Петя мы ж это про Су-17 и блоки отстрела АСО говорили вчера =)
А эти кругляшки - это да, типа система кондиционирования.

----------


## Serega

нашёл 2 минуса.

 - на лямбда-наплывах он забыл 2 антенны показать.
 - на киле звезду приклеил не туда.

но все равно - модель класс, и кстати глаз не режет потому что правильно подобрана гамма окраски и сам самоль хоть и не без глюков, но очень на ся похож.

----------


## Петр Берестовой

Обоим Серегам большой пасиб=)) Я дооолго голову ломал, что же оно такое=))
PS а между вами можно желание загадывать, вы в курсе? :lol:

----------


## Д.Срибный

Jim отвечает на те вопросы, которые он смог распознать с помощью онлайнового переводчика:




> When I was researching what weapons load to put on the 23 I had a choice of an Air to Air or Air to Ground mission and decided on the A/G, after reading about the Afghan operation from several sources and getting a couple of responses from posting on the forums I found out that they carried a wide variety of weapons when doing the A/G work, while bombs were the main weapon, the unguided rocket pods where also used and so I decide on the larger B-8M1 since I had the small FAB-250 bombs on the fuselage pylons.


Перевожу:




> Когда я изучал, какую подвеску делать на 23-м, я выбирал между заданиями типа  "воздух-воздух" и "воздух-земля" и решил остановиться на В-З. После прочтения нескольких источников об Афганской войне и ответов на форумах, я увидел, что МиГ-23 несли широкий ассортимент вооружения. В то время как основная нагрузка была бомбовая, НУРСы тоже могли использоваться, поэтому я решил подвесить большие блоки Б-8М1, поскольку на фюзеляжных пилонах у меня были маленькие ФАБ-250.

----------


## Уокер

Понравилось! Хорошая работа. Отличная покраска. Хорошо, что кто-то собрал хорошую модель 23-го.
Не понравилось: автор обошел стороной вопрос с фонарем кабины и ответным местом. А на модели это очень серьезный косяк. Кроме того, вооружение отстойное. На такую модель можно было бы что-то и попристойнее повесить. Сразу все впечатление портится.

----------

Этакий симпатишный. очень симпатишный самолетик, присоединяюсь к респектам, отправленным в адрес автора!

----------


## FLOGGER

При всем том,что модель действительно замечательная, почему-то никто не эаметил, что нос у него какой-то не МЛД-шный  длинноват, по-моему, да и обтекатель слева от створки передней ноги велик.Ну, про фонарь уже писали: на МЛД он не такой. А собрано и покрашено просто здорово.С уважением.

----------


## Kasatka

Jim писл в своей статье, что нос он удлинял согласно чертежам. Между конусом и фюзеляжем вставлял вставку. На мой неискушенный взгляд с длиной все ок.

----------


## AlexK

Приятная модель, только вооружение В-В смотрелось бы выигрышней.

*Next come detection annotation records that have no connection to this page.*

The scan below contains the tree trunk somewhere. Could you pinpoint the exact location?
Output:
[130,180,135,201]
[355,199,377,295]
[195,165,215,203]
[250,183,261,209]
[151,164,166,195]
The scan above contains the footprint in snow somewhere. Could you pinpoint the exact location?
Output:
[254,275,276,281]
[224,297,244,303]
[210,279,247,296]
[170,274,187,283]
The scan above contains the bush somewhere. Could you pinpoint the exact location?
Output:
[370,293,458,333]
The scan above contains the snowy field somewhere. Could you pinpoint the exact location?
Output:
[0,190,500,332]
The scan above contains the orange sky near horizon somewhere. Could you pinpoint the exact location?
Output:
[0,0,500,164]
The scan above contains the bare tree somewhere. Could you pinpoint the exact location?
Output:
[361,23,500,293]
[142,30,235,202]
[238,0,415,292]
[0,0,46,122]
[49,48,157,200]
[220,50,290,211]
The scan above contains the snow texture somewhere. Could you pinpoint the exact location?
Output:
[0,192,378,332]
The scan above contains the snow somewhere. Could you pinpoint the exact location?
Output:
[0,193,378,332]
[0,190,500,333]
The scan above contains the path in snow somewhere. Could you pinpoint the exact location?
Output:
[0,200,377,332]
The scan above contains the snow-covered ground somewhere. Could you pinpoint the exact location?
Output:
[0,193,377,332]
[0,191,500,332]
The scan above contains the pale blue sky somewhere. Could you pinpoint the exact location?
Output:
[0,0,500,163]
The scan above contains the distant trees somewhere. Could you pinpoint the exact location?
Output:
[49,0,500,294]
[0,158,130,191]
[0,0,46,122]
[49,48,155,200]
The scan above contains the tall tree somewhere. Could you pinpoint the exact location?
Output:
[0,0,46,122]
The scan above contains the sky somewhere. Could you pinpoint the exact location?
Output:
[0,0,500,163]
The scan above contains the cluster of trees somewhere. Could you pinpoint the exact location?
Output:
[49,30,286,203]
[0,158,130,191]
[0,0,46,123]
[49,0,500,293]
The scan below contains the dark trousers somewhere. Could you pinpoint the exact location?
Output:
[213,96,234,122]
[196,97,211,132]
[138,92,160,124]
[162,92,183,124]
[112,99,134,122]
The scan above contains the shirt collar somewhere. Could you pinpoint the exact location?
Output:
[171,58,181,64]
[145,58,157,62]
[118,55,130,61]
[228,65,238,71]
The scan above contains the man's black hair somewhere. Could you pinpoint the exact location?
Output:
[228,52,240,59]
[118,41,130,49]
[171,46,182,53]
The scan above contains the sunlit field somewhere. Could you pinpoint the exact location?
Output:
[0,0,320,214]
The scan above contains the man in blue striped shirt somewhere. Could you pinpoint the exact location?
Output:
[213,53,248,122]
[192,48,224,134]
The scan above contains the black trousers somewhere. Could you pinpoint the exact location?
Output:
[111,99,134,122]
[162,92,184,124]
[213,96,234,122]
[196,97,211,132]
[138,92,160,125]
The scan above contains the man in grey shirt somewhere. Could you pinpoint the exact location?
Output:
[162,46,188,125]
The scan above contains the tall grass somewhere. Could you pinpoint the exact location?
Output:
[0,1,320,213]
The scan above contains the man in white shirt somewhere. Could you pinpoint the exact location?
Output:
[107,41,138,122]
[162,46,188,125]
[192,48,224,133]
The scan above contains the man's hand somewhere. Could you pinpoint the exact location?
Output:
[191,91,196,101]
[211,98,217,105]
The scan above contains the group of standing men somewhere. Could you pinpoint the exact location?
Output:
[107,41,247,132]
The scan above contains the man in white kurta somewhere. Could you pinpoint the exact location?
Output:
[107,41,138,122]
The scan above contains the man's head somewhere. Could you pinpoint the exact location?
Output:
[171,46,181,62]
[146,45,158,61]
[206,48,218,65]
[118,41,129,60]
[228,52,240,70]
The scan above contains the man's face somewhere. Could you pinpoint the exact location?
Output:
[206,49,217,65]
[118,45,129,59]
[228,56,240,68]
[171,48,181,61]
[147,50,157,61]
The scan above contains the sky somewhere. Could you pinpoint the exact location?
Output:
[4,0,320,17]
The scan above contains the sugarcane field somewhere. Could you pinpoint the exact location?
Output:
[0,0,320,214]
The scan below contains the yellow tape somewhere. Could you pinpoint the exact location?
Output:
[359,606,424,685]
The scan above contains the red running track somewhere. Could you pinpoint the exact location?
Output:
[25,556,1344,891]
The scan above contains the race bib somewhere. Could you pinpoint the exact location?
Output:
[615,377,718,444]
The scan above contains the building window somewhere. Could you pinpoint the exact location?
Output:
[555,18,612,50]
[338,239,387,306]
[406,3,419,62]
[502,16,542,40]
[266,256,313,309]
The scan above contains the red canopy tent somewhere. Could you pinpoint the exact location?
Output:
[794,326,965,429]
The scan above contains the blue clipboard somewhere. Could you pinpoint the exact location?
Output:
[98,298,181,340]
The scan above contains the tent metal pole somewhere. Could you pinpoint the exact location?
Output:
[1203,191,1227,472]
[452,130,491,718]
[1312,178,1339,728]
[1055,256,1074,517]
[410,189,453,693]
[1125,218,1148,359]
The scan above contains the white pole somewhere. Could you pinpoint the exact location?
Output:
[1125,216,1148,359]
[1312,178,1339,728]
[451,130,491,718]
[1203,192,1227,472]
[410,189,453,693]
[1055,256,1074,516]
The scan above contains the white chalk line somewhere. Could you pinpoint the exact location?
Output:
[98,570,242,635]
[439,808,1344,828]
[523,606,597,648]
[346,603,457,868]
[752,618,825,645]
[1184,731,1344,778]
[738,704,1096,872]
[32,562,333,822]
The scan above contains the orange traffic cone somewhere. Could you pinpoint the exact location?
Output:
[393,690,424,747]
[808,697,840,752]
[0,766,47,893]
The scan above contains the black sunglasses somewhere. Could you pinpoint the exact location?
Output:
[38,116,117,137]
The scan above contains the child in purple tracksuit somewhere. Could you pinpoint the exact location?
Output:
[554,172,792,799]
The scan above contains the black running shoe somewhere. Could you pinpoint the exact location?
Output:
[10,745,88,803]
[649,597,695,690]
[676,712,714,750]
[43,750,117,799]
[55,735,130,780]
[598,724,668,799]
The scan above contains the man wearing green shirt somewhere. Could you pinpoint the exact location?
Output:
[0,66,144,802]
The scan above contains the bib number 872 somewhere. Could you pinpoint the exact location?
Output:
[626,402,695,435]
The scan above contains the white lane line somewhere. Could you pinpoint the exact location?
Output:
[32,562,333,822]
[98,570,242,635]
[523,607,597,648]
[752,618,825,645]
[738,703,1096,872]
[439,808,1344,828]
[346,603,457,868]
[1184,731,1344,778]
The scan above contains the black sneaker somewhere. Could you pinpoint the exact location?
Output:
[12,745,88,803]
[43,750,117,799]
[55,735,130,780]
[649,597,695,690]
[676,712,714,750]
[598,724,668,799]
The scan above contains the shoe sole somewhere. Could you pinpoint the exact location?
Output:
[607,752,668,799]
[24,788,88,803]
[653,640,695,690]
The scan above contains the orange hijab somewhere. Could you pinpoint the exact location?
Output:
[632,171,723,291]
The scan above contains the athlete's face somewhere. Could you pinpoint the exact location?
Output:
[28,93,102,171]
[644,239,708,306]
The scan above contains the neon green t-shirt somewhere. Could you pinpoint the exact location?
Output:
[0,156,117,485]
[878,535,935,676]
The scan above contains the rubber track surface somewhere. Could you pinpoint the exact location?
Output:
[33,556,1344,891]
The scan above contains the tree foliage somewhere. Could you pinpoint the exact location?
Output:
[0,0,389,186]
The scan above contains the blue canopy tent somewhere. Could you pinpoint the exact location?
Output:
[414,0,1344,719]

Возникло два вопроса по ней:
- подфюзеляжный подвесной бак сверху мог быть некамуфлированный?;
- у МЛД на ПВД должны быть "ножи". Они на модели есть или ракурсы фоток такие ?

----------


## FLOGGER

Я верю, что нос был удлиннен, я об этом и говорю. Но он стал  НЕПРОПОРЦИОНАЛЕН. Это видно на глаз, но можно и просто поднести чертеж МИГа к фотографии модели{вид слева}, чтобы в этом убедиться. Автор ее доработал, но не переработал. И это уже грех самой модели, а  она ,повторяю,эамечательно  сделана и покрашена. С уважением.

----------

По поводу пилота- самое то! На рулении (если неправильно отрегулировал кресло) бьешся головой о фонарь на каждом стыке. Окраска по оттенкам тоже похожа. Хотя самолет вышел немного "лубковый". На мой взгляд. Никаких притензий к автору. Просто при долгом нахождении на солнце и под дождем на поверхностях полно всевозможных поеков и потертостей. Но ведь все-таки 72 й маштаб.
Ну а вообщем-ГУД!

----------


## Марат

Получил удовольствие от модели уважаемого Джима. Нет слов...

----------